Monday, March 8, 2010

Biodiversity and the Edible Landscape

Many home gardeners limit their crops to maybe a few tomato plants and perhaps some strawberries or a small herb garden.  Although this is a great start I would encourage these gardeners to look for more opportunities to replace purely decorative plants with varieties of plants that bring nutrition and sustenance and the benefits of reduced trips to the store to purchase produce.

A very good way to do this is to look at the landscape like a landscaper. Divide the yard into three stories.  The floor is the story of the landscape that includes ground covers, ferns, mosses and low growing plants.  The second story of the home landscape is the overgrowth which includes shrubs, large plants, vines and brambles. The canopy is the final story of the landscape.  This story is basically trees.

When a gardener walks out into their green spaces they should look for opportunities to include plants that fill all three of these levels in order to create a design that looks natural.  This type of planning is effective because it surrounds the observer in vegetation transporting them away from the hard urban forms that compose most of the scenery throughout their day. This aesthetic is also functional as it allows the gardener to create a microclimate with placement opportunities for greater varieties of plants.

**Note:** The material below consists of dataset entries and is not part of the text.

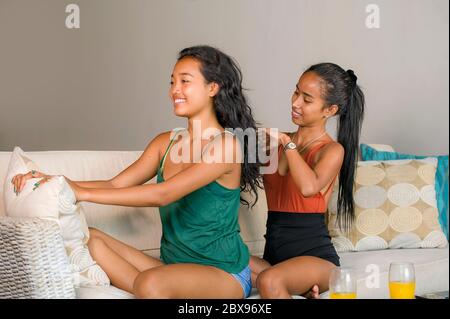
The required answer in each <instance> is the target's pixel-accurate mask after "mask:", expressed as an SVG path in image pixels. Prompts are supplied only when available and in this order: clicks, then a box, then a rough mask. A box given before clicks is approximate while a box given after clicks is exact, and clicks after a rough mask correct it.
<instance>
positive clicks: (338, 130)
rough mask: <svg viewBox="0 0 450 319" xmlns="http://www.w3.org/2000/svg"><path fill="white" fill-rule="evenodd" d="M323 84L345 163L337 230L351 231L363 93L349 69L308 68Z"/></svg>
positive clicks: (309, 70)
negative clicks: (337, 126)
mask: <svg viewBox="0 0 450 319" xmlns="http://www.w3.org/2000/svg"><path fill="white" fill-rule="evenodd" d="M308 71H311V72H315V73H316V74H317V75H318V76H319V77H321V79H322V80H323V81H324V88H323V93H322V94H323V98H324V100H325V101H326V103H327V105H328V106H329V105H333V104H334V105H337V106H338V108H339V109H338V112H337V113H336V114H337V115H339V121H338V133H337V140H338V142H339V143H340V144H341V145H342V146H343V147H344V150H345V153H344V160H343V163H342V167H341V170H340V172H339V192H338V201H337V222H338V225H339V228H341V229H344V230H348V229H350V227H351V225H352V223H353V221H354V219H355V205H354V200H353V188H354V180H355V171H356V164H357V161H358V148H359V136H360V133H361V127H362V121H363V118H364V105H365V99H364V93H363V92H362V91H361V88H360V87H359V86H358V84H357V79H358V78H357V77H356V75H355V73H354V72H353V71H352V70H348V71H345V70H343V69H342V68H341V67H340V66H338V65H336V64H333V63H321V64H316V65H313V66H311V67H310V68H309V69H308V70H307V71H306V72H308Z"/></svg>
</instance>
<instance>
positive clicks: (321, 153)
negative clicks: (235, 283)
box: [250, 63, 364, 298]
mask: <svg viewBox="0 0 450 319" xmlns="http://www.w3.org/2000/svg"><path fill="white" fill-rule="evenodd" d="M356 82H357V77H356V75H355V74H354V72H353V71H352V70H348V71H345V70H344V69H342V68H341V67H340V66H338V65H336V64H332V63H321V64H317V65H313V66H311V67H310V68H309V69H308V70H307V71H305V72H304V73H303V74H302V76H301V77H300V79H299V81H298V83H297V84H296V86H295V92H294V94H293V96H292V111H291V117H292V122H293V123H294V124H296V125H297V126H298V129H297V131H296V132H294V133H286V134H284V133H281V134H278V135H277V136H276V138H277V139H278V142H279V144H281V145H280V146H279V148H278V158H277V159H278V168H277V170H276V172H274V173H273V174H267V175H264V187H265V191H266V196H267V205H268V209H269V212H268V220H267V232H266V235H265V237H266V246H265V249H264V256H263V259H261V258H258V257H254V256H252V258H251V261H250V267H251V270H252V282H253V284H254V285H255V286H256V287H257V288H258V290H259V292H260V294H261V297H262V298H290V297H291V295H305V294H309V295H311V296H313V297H318V294H319V293H320V292H323V291H326V290H328V280H329V275H330V271H331V269H332V268H333V267H335V266H339V256H338V255H337V253H336V250H335V249H334V247H333V244H332V243H331V239H330V236H329V234H328V230H327V227H326V222H325V213H326V211H327V206H328V201H329V200H330V196H331V192H332V189H333V185H334V182H335V180H336V179H337V177H338V176H339V195H338V221H339V225H340V226H341V228H348V227H350V225H351V223H352V221H353V219H354V207H353V205H354V204H353V181H354V174H355V166H356V161H357V153H358V144H359V135H360V131H361V124H362V119H363V115H364V94H363V93H362V91H361V89H360V88H359V86H358V84H357V83H356ZM332 116H338V134H337V142H336V141H334V140H333V139H332V138H331V137H330V136H329V135H328V134H327V132H326V123H327V120H328V118H330V117H332Z"/></svg>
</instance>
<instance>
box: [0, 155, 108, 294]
mask: <svg viewBox="0 0 450 319" xmlns="http://www.w3.org/2000/svg"><path fill="white" fill-rule="evenodd" d="M33 169H34V170H37V171H38V170H39V168H38V167H37V165H36V164H35V163H34V162H33V161H32V160H30V159H29V158H28V157H27V156H26V155H25V153H24V152H23V151H22V149H20V148H19V147H15V148H14V151H13V152H12V155H11V160H10V162H9V166H8V171H7V173H6V179H5V182H4V193H3V195H4V202H5V208H6V215H7V216H10V217H39V218H43V219H48V220H53V221H55V222H57V223H58V225H59V227H60V229H61V235H62V238H63V241H64V246H65V248H66V252H67V255H68V258H69V261H70V263H71V265H72V268H73V271H74V281H75V282H74V283H75V285H76V286H93V285H101V286H107V285H109V284H110V282H109V278H108V276H107V275H106V273H105V272H104V271H103V270H102V269H101V268H100V266H98V265H97V264H96V263H95V262H94V261H93V259H92V257H91V255H90V254H89V250H88V248H87V245H86V244H87V242H88V239H89V230H88V227H87V223H86V219H85V217H84V214H83V212H82V208H81V205H79V204H75V203H76V198H75V194H74V192H73V191H72V189H71V187H70V186H69V184H68V183H67V182H66V180H65V178H64V177H63V176H55V177H53V178H51V179H50V180H49V181H48V182H47V183H44V184H42V185H41V186H39V187H38V188H36V189H35V190H33V188H34V184H35V183H36V182H37V181H39V180H40V178H32V179H29V180H28V181H27V183H26V184H25V187H24V188H23V190H22V192H20V193H19V195H16V194H15V193H14V185H13V184H12V183H11V180H12V178H13V177H14V176H15V175H17V174H25V173H27V172H29V171H30V170H33Z"/></svg>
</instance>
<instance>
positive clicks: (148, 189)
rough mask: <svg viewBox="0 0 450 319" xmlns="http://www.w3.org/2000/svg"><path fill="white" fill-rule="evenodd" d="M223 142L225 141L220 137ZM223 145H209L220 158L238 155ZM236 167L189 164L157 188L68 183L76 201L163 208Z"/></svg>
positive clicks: (71, 182)
mask: <svg viewBox="0 0 450 319" xmlns="http://www.w3.org/2000/svg"><path fill="white" fill-rule="evenodd" d="M222 139H223V140H224V138H223V137H222ZM236 143H237V142H236V140H234V144H233V145H230V144H229V143H222V141H221V139H220V138H218V139H216V140H215V141H214V142H212V143H211V144H210V146H211V147H215V148H214V149H215V150H216V149H218V148H220V149H221V150H222V154H227V153H226V152H233V154H235V153H236V152H237V146H236V145H237V144H236ZM239 167H240V164H239V163H226V162H225V161H221V162H220V163H207V162H205V161H202V162H200V163H196V164H192V165H191V166H190V167H189V168H187V169H185V170H183V171H181V172H179V173H178V174H176V175H175V176H173V177H171V178H169V179H168V180H167V181H165V182H163V183H159V184H150V185H140V186H131V187H123V188H115V189H98V188H83V187H79V186H78V185H76V184H75V183H73V182H71V181H70V180H68V182H69V184H71V186H72V188H73V189H74V191H75V194H76V197H77V200H79V201H88V202H93V203H99V204H107V205H122V206H134V207H148V206H156V207H158V206H165V205H167V204H169V203H171V202H174V201H176V200H178V199H180V198H182V197H184V196H186V195H188V194H190V193H192V192H193V191H195V190H197V189H199V188H201V187H203V186H205V185H207V184H209V183H211V182H213V181H215V180H217V179H219V178H220V177H221V176H222V175H224V174H227V173H230V172H231V171H232V170H233V169H236V168H239Z"/></svg>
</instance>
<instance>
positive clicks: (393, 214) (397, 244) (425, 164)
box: [328, 158, 448, 252]
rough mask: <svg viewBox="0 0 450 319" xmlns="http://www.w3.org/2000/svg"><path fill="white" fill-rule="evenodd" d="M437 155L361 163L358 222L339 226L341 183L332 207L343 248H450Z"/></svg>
mask: <svg viewBox="0 0 450 319" xmlns="http://www.w3.org/2000/svg"><path fill="white" fill-rule="evenodd" d="M436 167H437V159H436V158H426V159H421V160H394V161H365V162H364V161H360V162H358V167H357V171H356V177H355V189H354V199H355V215H356V218H355V221H354V223H353V225H352V228H351V229H350V230H349V231H348V232H343V231H341V230H340V229H339V227H338V225H337V218H336V217H337V215H336V212H337V194H338V192H337V185H338V184H337V183H336V185H335V191H334V192H333V195H332V198H331V199H330V203H329V206H328V211H329V213H328V218H329V221H328V228H329V232H330V236H331V237H332V242H333V244H334V246H335V248H336V250H337V251H338V252H344V251H364V250H379V249H388V248H434V247H440V248H442V247H445V246H447V243H448V242H447V239H446V236H445V234H444V233H443V232H442V229H441V226H440V224H439V220H438V215H439V212H438V209H437V205H436V193H435V187H434V185H435V173H436Z"/></svg>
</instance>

This use of space will automatically increase your biodiversity because you are seeking out plants that produce nutrition and that fill a role within your design.  Tucking in an extra few strawberry plants between the rock retaining wall and the pathway below it or placing an espaliered apple tree against a garden shed are examples of such planning.


Be aware of shadows cast by trees. When planting your dwarf orchard be aware of the canopy and it's shade.  Get a twelve foot piece of PVC and hold it vertically where you plan on planting your tree.  Observe where the end of the shadow falls.  Repeat this process throughout a single day morning, noon and night.  Record your results and then do this day pattern over a four month summer period starting in April.  I know that this puts planting that orchard off for a year but careful observation and planting will allow you to take advantage of every square inch of your usable space.

Every safety railing or piece of wrought iron is a trellis.  View every piece of decorative iron and every safety railing as an opportunity to support a grape, kiwi, or pole bean.  Do not underestimate the value of these ready made supports in creating food opportunities.

Find edible flowers. Edible landscapes can include amazing flowers and spring displays.  Day-lilies, Jerusalem Artichoke, Cherry tree blossoms, Sunflowers, Cone Flower, Roses, Arugula, Lavender, Nasturtiums, Marigolds,  Crocus  for harvesting saffron, Clover, Bachelors Buttons, and the controversial dandelion are all edible and add color to the garden.

Consider insect diversity. Bees offer good pollination and honey. Lady bugs and Lady birds control harmful insects as do mantis, mud daubers, wasps, masons bees, lacewings, predatory mites, mealy bug destroyer, and beneficial nematodes.  Some of these can be introduced into your gardens and landscapes and will self sustain offering years of protection.

Be willing to experiment. Cold hardiness zones and soil types are guidelines that should receive some consideration.  However, testing a sample plant now and then might yield unexpected results and opportunities for greater diversity.  Try new and unusual varieties of annual vegetables as well as trees and shrubs.  Be willing to accept some losses and test the boundaries of commonly accepted local gardening advice.

Consider Dioecious Fruit Trees. Instead of using self pollinators consider the two variety option where there is room to do so.  This practice forces the gardener to increase the biodiversity and resilience of their garden. It may be necessary to graft additional varieties onto existing trees where space is limited in order to gain the same benefits.

Look at plant limitations as opportunities. Instead of looking at a label or planting guidelines as a limitation change your thinking into the question: "Where would this work in my garden?" this simple shift in thinking can reveal ways of filling up those nooks and crannies of unused space and increase your yield.

Research, Research, Research. I find new and interesting plants everyday that I am ready to add to my edible landscape and I encourage readers of my blog to share what they know with me or anybody else I enjoy learning everything I can about new edible varieties that will survive in my climate.